Last time I've checked, rustybuzz wasn't that much slower (sure 50% is a lot, but not at ms scale) and there are a lot of optimization opportunities left. While it is 100% memory safe and has 0 memory leaks. A very tempting trade of.
HarfBuzz doesn't link to or require libc++ / libstdc++
I'm aware of that, and this in itself a strange feature, but by a toolchain I've meant the compiler as well. Right now you do not need a C++ compiler to build rustybuzz and resvg, which is the core idea and would not change.
@wez
happy to relocate this discussion to the oxidize project if it feels like we're getting too far off-topic from the fate of rustybuzz
All good. This is the right place for such a discussion. I think it's a good illustration of how complex text shaping is, when Rust has 3 independent implementations and all of them are sort of dead. Writing one is one thing. Keeping it up to date is completely different.
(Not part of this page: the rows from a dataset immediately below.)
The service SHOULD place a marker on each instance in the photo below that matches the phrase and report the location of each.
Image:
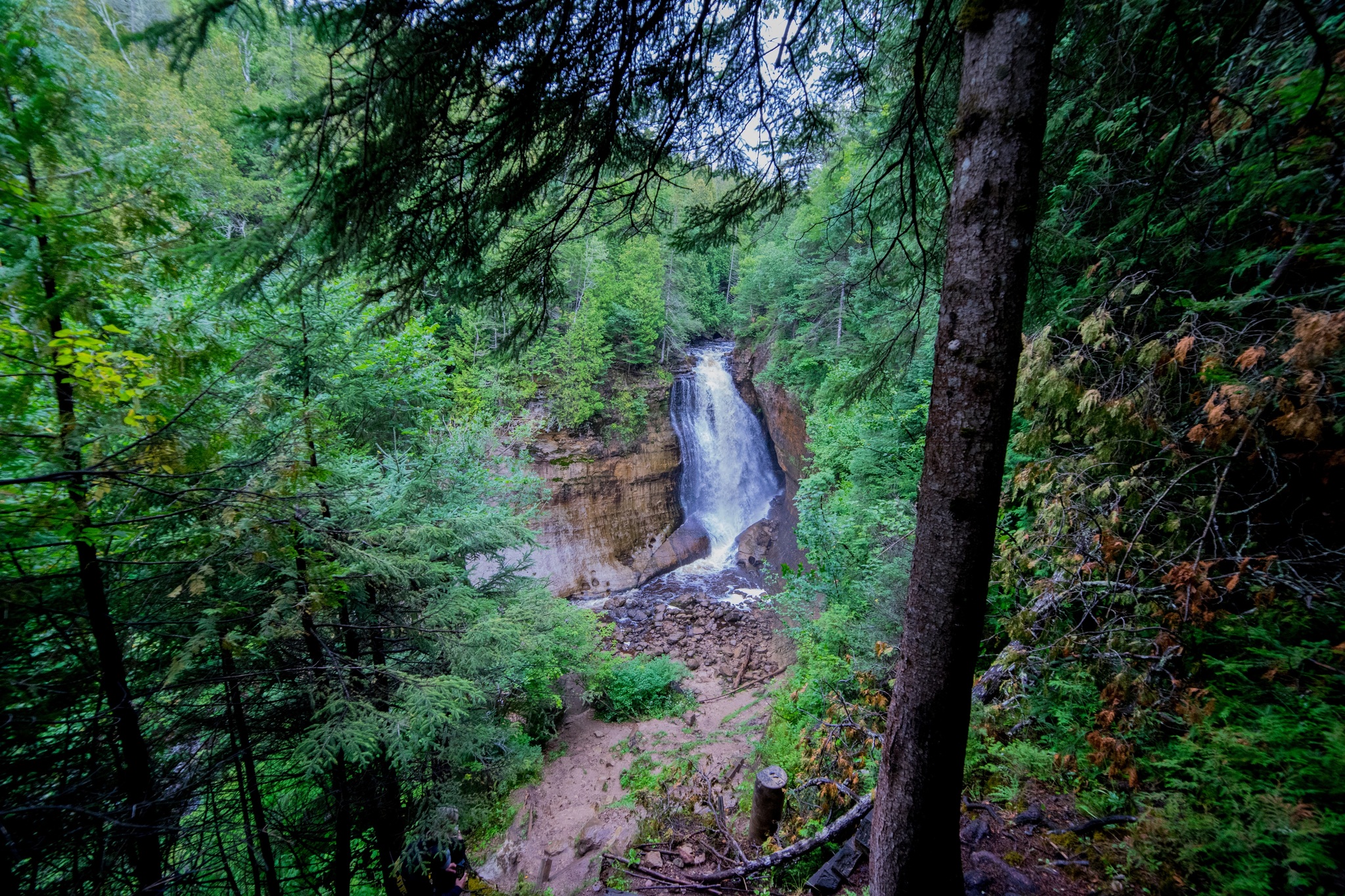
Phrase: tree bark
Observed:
(389, 819)
(236, 706)
(341, 852)
(992, 213)
(136, 770)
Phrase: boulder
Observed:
(595, 834)
(500, 870)
(753, 543)
(1002, 871)
(690, 542)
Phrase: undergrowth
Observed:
(638, 688)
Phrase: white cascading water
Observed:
(728, 473)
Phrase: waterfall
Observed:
(728, 473)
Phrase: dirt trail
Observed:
(580, 807)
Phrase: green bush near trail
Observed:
(638, 688)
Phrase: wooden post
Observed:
(767, 803)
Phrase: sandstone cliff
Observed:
(613, 508)
(786, 423)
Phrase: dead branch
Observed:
(793, 851)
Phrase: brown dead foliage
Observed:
(1195, 594)
(1319, 335)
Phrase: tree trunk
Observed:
(992, 213)
(236, 704)
(341, 851)
(389, 819)
(136, 773)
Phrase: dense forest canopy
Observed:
(291, 288)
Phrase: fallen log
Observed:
(1094, 824)
(748, 685)
(793, 851)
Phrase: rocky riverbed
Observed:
(735, 636)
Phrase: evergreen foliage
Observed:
(638, 688)
(277, 323)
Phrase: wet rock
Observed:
(594, 836)
(690, 542)
(755, 542)
(974, 832)
(1003, 872)
(572, 694)
(502, 868)
(977, 882)
(861, 833)
(690, 856)
(1033, 815)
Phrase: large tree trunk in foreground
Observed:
(992, 211)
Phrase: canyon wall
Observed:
(786, 423)
(612, 507)
(613, 519)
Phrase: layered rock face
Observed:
(786, 423)
(613, 511)
(615, 522)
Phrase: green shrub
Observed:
(638, 688)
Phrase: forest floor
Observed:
(584, 806)
(609, 786)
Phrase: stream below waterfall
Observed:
(728, 473)
(730, 480)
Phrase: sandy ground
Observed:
(580, 811)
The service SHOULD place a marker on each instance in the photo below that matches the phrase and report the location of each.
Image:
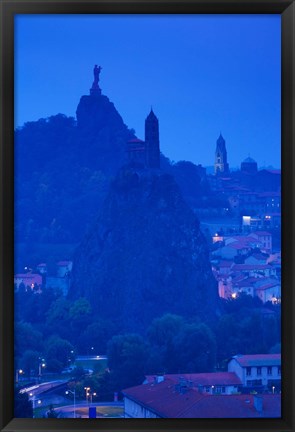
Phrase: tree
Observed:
(161, 334)
(80, 314)
(52, 413)
(97, 335)
(26, 338)
(126, 359)
(57, 352)
(30, 361)
(194, 350)
(23, 407)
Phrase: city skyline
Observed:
(203, 75)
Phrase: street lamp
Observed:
(18, 372)
(87, 390)
(34, 400)
(41, 365)
(73, 393)
(91, 395)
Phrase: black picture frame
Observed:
(8, 8)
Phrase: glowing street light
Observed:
(73, 393)
(18, 372)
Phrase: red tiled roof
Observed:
(265, 287)
(136, 140)
(29, 277)
(234, 406)
(225, 263)
(205, 379)
(248, 360)
(246, 282)
(237, 245)
(64, 263)
(240, 267)
(260, 233)
(164, 400)
(270, 194)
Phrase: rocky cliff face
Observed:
(145, 255)
(100, 126)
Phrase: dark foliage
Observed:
(23, 407)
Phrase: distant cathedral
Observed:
(221, 165)
(146, 153)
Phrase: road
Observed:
(103, 409)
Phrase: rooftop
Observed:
(258, 360)
(165, 401)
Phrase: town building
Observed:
(146, 153)
(29, 281)
(165, 399)
(209, 383)
(257, 370)
(221, 165)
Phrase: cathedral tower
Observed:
(221, 165)
(152, 141)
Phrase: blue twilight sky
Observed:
(202, 74)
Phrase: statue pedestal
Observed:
(95, 91)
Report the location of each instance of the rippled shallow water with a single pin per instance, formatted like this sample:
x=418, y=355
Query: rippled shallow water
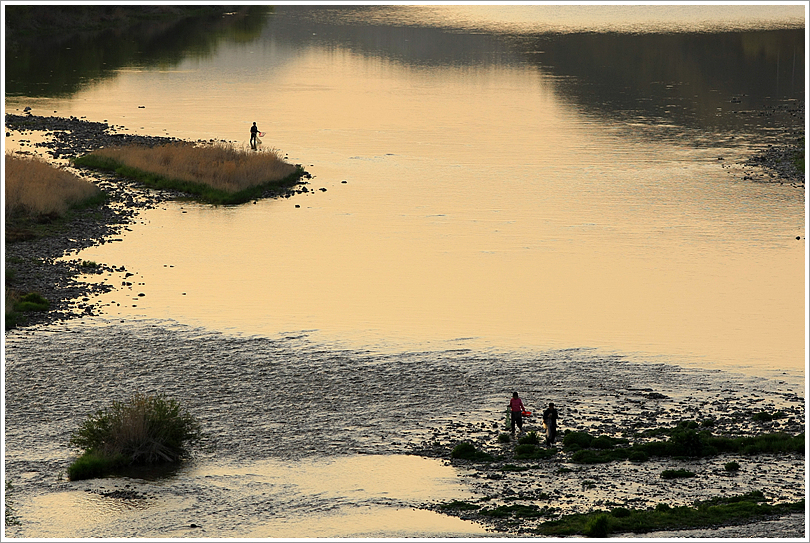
x=306, y=439
x=485, y=204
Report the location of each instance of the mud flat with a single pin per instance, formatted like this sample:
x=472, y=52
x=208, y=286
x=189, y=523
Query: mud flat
x=37, y=260
x=246, y=392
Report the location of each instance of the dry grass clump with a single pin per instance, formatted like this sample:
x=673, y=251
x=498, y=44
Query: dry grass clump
x=219, y=166
x=34, y=187
x=140, y=430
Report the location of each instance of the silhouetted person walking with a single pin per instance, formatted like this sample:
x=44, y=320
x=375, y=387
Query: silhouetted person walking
x=254, y=132
x=550, y=416
x=517, y=408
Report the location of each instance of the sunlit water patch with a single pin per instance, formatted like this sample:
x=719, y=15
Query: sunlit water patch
x=304, y=438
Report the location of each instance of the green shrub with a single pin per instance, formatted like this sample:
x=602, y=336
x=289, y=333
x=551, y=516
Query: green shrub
x=638, y=456
x=530, y=438
x=141, y=430
x=529, y=451
x=91, y=465
x=598, y=526
x=621, y=512
x=521, y=511
x=32, y=301
x=459, y=506
x=10, y=518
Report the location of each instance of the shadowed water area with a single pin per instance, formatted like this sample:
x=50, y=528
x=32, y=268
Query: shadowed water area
x=550, y=199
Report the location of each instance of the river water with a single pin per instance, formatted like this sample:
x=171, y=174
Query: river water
x=501, y=183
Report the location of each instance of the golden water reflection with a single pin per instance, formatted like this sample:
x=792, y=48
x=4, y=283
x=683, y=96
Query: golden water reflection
x=478, y=203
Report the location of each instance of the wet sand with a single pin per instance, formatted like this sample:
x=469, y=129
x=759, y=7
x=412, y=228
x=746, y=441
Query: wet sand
x=291, y=400
x=248, y=393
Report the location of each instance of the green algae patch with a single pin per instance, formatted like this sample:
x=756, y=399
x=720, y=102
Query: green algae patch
x=714, y=512
x=467, y=451
x=686, y=440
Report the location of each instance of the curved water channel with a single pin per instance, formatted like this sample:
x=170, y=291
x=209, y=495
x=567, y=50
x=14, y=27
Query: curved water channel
x=512, y=200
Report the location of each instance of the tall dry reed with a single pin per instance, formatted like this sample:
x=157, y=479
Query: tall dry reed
x=35, y=187
x=218, y=165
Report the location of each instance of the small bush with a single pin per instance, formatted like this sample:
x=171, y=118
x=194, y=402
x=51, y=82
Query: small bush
x=530, y=438
x=32, y=301
x=530, y=451
x=91, y=465
x=638, y=456
x=141, y=430
x=598, y=526
x=459, y=506
x=621, y=512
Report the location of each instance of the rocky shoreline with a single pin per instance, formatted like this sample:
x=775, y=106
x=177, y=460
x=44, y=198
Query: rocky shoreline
x=37, y=267
x=35, y=260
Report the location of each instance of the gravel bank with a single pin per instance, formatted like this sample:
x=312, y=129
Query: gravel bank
x=35, y=260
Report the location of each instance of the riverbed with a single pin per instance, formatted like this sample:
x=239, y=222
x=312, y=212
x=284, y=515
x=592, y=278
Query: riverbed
x=487, y=212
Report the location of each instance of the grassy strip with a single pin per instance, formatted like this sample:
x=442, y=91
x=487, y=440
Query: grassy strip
x=11, y=519
x=142, y=430
x=684, y=441
x=35, y=188
x=714, y=512
x=215, y=174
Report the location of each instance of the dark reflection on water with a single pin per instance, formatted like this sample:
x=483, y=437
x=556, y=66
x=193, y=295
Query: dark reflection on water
x=685, y=78
x=700, y=80
x=62, y=63
x=689, y=79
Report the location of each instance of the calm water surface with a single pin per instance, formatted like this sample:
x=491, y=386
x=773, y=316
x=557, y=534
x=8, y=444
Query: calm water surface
x=489, y=192
x=520, y=178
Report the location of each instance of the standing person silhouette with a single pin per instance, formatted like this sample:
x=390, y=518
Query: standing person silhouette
x=517, y=408
x=254, y=132
x=550, y=420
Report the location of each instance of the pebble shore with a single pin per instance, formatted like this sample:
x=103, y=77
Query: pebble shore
x=40, y=266
x=38, y=263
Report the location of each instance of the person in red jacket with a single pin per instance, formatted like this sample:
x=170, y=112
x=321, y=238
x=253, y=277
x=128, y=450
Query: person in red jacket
x=517, y=408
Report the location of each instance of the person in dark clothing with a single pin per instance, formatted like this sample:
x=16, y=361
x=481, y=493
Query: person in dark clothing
x=254, y=132
x=550, y=416
x=517, y=408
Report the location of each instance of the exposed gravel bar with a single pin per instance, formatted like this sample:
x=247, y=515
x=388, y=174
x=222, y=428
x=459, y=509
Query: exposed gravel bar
x=35, y=260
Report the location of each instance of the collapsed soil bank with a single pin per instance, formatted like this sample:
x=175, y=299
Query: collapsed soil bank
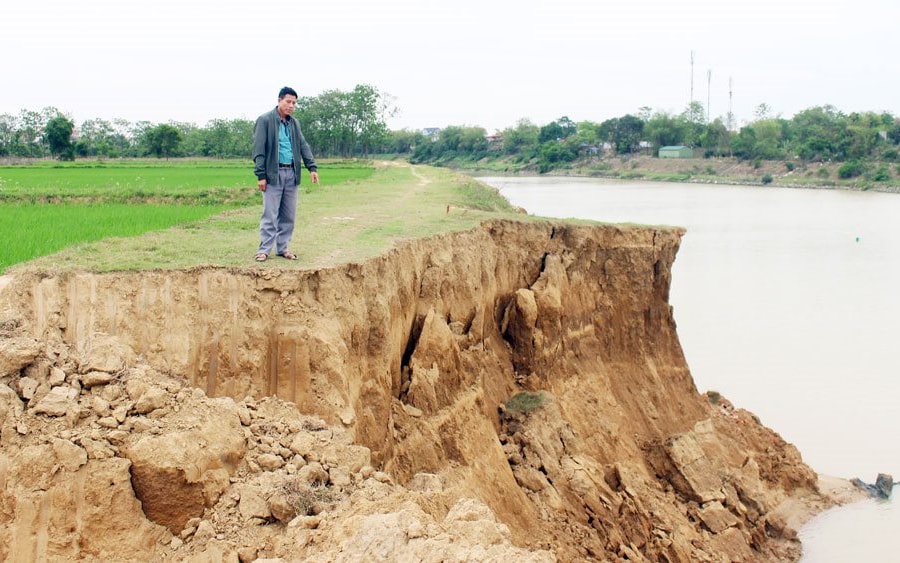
x=410, y=356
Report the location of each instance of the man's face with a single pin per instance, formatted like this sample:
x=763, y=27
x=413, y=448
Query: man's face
x=287, y=104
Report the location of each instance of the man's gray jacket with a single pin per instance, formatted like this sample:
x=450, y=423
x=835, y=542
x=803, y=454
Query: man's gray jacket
x=265, y=147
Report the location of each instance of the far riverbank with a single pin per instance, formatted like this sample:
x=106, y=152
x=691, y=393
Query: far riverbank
x=780, y=173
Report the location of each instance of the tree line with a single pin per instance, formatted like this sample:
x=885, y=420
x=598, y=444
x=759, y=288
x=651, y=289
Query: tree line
x=353, y=124
x=818, y=134
x=336, y=123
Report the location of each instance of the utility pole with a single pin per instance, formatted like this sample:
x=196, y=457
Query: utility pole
x=692, y=81
x=730, y=104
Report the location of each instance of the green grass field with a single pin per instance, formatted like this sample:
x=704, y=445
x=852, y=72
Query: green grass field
x=49, y=206
x=75, y=218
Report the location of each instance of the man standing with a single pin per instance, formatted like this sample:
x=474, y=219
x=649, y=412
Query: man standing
x=278, y=147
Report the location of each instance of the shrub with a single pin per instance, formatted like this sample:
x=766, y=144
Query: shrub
x=883, y=174
x=525, y=402
x=850, y=169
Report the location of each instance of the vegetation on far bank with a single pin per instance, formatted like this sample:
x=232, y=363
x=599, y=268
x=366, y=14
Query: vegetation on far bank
x=859, y=148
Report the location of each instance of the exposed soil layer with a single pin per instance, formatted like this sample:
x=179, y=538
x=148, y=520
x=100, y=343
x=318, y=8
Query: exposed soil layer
x=374, y=411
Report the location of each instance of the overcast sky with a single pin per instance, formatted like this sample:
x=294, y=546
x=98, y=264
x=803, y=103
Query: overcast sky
x=461, y=62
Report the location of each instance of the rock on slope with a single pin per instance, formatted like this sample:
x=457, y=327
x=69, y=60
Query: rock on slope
x=515, y=392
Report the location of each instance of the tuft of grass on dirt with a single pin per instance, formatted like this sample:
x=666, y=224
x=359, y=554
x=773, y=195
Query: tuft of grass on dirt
x=525, y=402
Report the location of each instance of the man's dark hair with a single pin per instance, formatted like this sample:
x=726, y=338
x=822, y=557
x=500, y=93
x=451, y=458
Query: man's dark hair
x=285, y=91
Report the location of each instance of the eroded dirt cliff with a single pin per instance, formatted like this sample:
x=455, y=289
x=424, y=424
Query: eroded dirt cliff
x=514, y=392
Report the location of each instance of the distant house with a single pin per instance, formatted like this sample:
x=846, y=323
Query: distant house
x=495, y=141
x=676, y=151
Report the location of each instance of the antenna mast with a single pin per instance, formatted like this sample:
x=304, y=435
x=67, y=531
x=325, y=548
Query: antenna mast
x=692, y=81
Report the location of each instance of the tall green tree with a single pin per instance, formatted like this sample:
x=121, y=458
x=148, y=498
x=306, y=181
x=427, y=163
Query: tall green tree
x=624, y=133
x=522, y=139
x=58, y=134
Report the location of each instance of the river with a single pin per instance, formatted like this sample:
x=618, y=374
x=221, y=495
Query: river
x=787, y=302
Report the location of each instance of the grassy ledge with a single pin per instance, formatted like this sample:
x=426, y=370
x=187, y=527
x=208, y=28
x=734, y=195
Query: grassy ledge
x=347, y=222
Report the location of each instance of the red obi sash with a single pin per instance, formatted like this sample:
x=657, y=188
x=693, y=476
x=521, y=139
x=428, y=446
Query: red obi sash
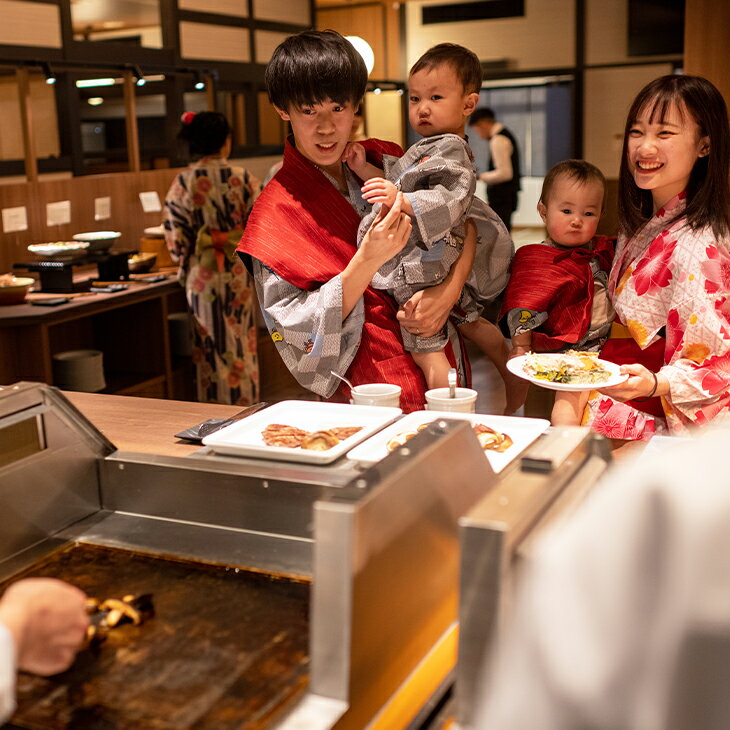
x=559, y=282
x=305, y=230
x=623, y=349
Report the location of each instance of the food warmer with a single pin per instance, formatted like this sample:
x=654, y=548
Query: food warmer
x=286, y=595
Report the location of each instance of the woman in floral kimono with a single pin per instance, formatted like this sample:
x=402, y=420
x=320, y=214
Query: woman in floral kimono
x=205, y=212
x=670, y=281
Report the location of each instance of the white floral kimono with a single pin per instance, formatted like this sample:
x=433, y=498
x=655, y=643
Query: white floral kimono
x=671, y=289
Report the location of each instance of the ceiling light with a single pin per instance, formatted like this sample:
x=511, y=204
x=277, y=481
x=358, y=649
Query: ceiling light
x=88, y=83
x=50, y=76
x=364, y=49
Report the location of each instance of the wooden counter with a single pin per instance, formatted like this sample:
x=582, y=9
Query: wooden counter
x=146, y=425
x=129, y=327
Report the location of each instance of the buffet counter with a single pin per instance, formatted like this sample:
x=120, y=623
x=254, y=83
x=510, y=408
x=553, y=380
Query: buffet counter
x=129, y=327
x=360, y=568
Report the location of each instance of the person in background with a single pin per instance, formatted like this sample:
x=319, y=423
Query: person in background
x=437, y=180
x=670, y=282
x=312, y=280
x=43, y=623
x=503, y=176
x=557, y=296
x=206, y=210
x=622, y=616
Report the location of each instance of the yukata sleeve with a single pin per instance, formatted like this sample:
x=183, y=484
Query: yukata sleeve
x=7, y=674
x=698, y=337
x=178, y=221
x=307, y=328
x=446, y=190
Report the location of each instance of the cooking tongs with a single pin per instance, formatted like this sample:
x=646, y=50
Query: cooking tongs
x=198, y=432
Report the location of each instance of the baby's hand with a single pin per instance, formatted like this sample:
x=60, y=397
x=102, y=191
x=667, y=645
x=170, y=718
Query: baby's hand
x=354, y=157
x=379, y=190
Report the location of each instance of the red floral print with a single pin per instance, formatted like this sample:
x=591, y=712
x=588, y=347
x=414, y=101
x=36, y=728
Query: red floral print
x=652, y=272
x=716, y=270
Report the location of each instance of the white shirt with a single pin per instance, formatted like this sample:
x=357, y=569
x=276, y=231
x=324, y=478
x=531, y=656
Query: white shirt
x=625, y=610
x=7, y=674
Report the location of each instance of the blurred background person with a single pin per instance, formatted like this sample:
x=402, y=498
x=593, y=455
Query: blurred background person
x=623, y=619
x=42, y=625
x=503, y=176
x=206, y=210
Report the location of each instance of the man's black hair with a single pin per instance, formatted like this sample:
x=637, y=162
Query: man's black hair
x=315, y=66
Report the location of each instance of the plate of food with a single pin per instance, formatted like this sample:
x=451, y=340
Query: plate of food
x=308, y=431
x=98, y=240
x=570, y=371
x=60, y=250
x=501, y=437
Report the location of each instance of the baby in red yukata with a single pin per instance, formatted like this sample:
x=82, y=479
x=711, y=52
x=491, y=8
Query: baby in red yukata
x=557, y=297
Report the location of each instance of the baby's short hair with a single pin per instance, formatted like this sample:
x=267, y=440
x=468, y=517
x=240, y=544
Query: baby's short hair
x=579, y=170
x=465, y=63
x=315, y=66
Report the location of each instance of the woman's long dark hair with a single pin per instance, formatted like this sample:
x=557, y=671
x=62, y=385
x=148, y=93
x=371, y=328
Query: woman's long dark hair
x=204, y=133
x=708, y=190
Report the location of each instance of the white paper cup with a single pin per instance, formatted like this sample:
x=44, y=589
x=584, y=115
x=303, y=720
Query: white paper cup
x=464, y=402
x=81, y=370
x=376, y=394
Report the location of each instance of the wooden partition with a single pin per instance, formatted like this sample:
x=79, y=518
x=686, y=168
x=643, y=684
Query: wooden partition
x=127, y=215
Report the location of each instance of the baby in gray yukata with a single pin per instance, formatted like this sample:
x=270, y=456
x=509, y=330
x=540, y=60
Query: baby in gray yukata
x=438, y=181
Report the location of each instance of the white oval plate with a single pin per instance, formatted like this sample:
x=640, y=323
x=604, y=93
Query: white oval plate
x=91, y=236
x=516, y=366
x=60, y=249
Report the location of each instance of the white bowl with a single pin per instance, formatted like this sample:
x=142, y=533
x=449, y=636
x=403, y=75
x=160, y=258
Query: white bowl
x=60, y=250
x=15, y=290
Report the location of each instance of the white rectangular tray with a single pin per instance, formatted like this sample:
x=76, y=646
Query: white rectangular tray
x=243, y=438
x=522, y=431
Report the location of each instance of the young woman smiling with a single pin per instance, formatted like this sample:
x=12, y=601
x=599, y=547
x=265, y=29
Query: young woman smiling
x=670, y=281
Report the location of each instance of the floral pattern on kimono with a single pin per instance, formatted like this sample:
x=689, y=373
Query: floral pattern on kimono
x=675, y=279
x=210, y=201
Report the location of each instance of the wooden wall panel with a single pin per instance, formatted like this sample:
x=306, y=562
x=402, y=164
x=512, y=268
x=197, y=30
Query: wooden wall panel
x=283, y=11
x=266, y=43
x=706, y=47
x=123, y=188
x=30, y=24
x=225, y=7
x=214, y=42
x=543, y=38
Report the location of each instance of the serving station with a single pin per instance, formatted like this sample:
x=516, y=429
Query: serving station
x=287, y=594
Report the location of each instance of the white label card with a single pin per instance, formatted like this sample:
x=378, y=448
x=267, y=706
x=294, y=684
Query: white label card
x=58, y=214
x=150, y=202
x=102, y=208
x=15, y=219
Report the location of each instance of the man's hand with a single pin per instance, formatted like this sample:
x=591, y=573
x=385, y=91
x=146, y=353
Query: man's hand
x=379, y=190
x=639, y=385
x=48, y=621
x=426, y=312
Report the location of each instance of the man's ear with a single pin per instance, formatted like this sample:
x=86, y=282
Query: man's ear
x=470, y=103
x=282, y=113
x=542, y=210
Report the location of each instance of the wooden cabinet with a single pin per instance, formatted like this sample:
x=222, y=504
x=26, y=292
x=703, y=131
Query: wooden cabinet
x=130, y=328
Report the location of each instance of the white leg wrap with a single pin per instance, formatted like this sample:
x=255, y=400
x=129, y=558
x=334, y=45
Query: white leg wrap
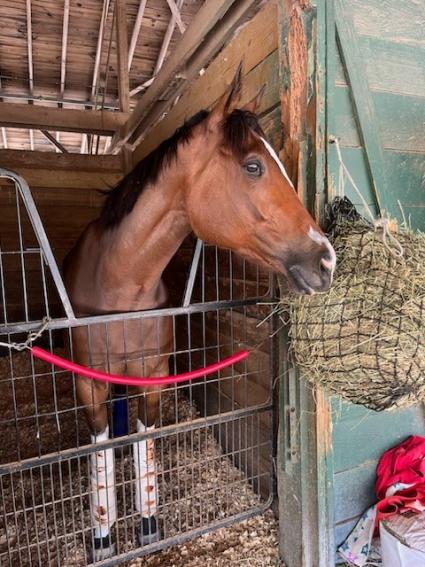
x=102, y=487
x=144, y=473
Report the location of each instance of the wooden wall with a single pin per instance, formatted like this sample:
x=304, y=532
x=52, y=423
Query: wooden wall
x=377, y=110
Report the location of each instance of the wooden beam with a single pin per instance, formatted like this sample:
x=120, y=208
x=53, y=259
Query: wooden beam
x=73, y=171
x=54, y=141
x=136, y=31
x=206, y=89
x=68, y=179
x=122, y=55
x=17, y=159
x=206, y=18
x=162, y=52
x=103, y=122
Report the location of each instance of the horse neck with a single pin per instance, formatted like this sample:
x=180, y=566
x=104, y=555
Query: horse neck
x=146, y=240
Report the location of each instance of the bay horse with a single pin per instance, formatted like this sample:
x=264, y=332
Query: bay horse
x=218, y=177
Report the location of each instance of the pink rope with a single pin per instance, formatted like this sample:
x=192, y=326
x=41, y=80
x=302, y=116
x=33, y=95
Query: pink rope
x=135, y=380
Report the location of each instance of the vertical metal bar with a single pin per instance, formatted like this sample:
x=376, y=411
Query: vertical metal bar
x=40, y=233
x=192, y=274
x=21, y=255
x=3, y=291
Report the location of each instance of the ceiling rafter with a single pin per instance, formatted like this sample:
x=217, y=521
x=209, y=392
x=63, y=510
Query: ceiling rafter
x=54, y=141
x=136, y=31
x=162, y=52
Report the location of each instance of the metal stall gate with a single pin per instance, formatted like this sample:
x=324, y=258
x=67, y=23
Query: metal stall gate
x=214, y=440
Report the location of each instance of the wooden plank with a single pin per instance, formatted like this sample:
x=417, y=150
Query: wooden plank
x=362, y=102
x=390, y=67
x=207, y=17
x=400, y=120
x=18, y=159
x=206, y=89
x=122, y=55
x=102, y=122
x=354, y=491
x=369, y=433
x=401, y=22
x=406, y=171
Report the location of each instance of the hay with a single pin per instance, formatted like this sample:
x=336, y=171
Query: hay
x=364, y=339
At least allsorts is company-backed, which is the only way for such a library to survive, imho. Sadly, allsorts has different priorities.
Is it really that faster?
ttf-parserhas zero unsafe and does basically the same. Maybe with a slightly higher overhead due to imperative code instead of C++ templates-based DSL.
It's not faster. But a lot more memory efficient. See for example:
https://docs.google.com/document/d/12jfNpQJzeVIAxoUSpk7KziyINAa1msbGliyXqguS86M/preview
I know for example Android cares a lot about that.
@rsheeter Yeah, I'm following fontations. I'm interested to see how well code generation would work. I've tried it myself, but it felt needlessly complicated and limited with little benefits. Sadly, most of TrueType tables are not just POD structures. CFF is a good example of that. Or even glyf.
(Just to interject, for Graphite we need Wasm support; currently we use RustyBuzz but had planned to switch to Cosmic Text so our preference would be keeping that pure Rust if at all possible.)
I'm planning to maintain no_std and wasm support in cosmic-text no matter what happens.
@behdad Yes, I saw this paper, but ttf-parser doesn't allocate as well. rustybuzz does allocate some GSUB/GPOS metadata, but it's a temporary hack. Otherwise memory usage between rustybuzz and harfbuzz should be identical.
The only overhead Rust has over C++ in this case is a mandatory bounds-checking. Which swash and allsorts try to avoid with some unsafe. I'm not a good programmer, so I tend to avoid unsafe completely.
The main benefit of Rust's/ttf-parser approach is that there is no need for separate validation and parsing steps, like in harfbuzz, which makes the code much simpler. But you do have to pay the higher price when parsing the same data over and over again.
And honestly, I was so burnt down by this port, that correctness was my only priority. I spent no time optimizing it.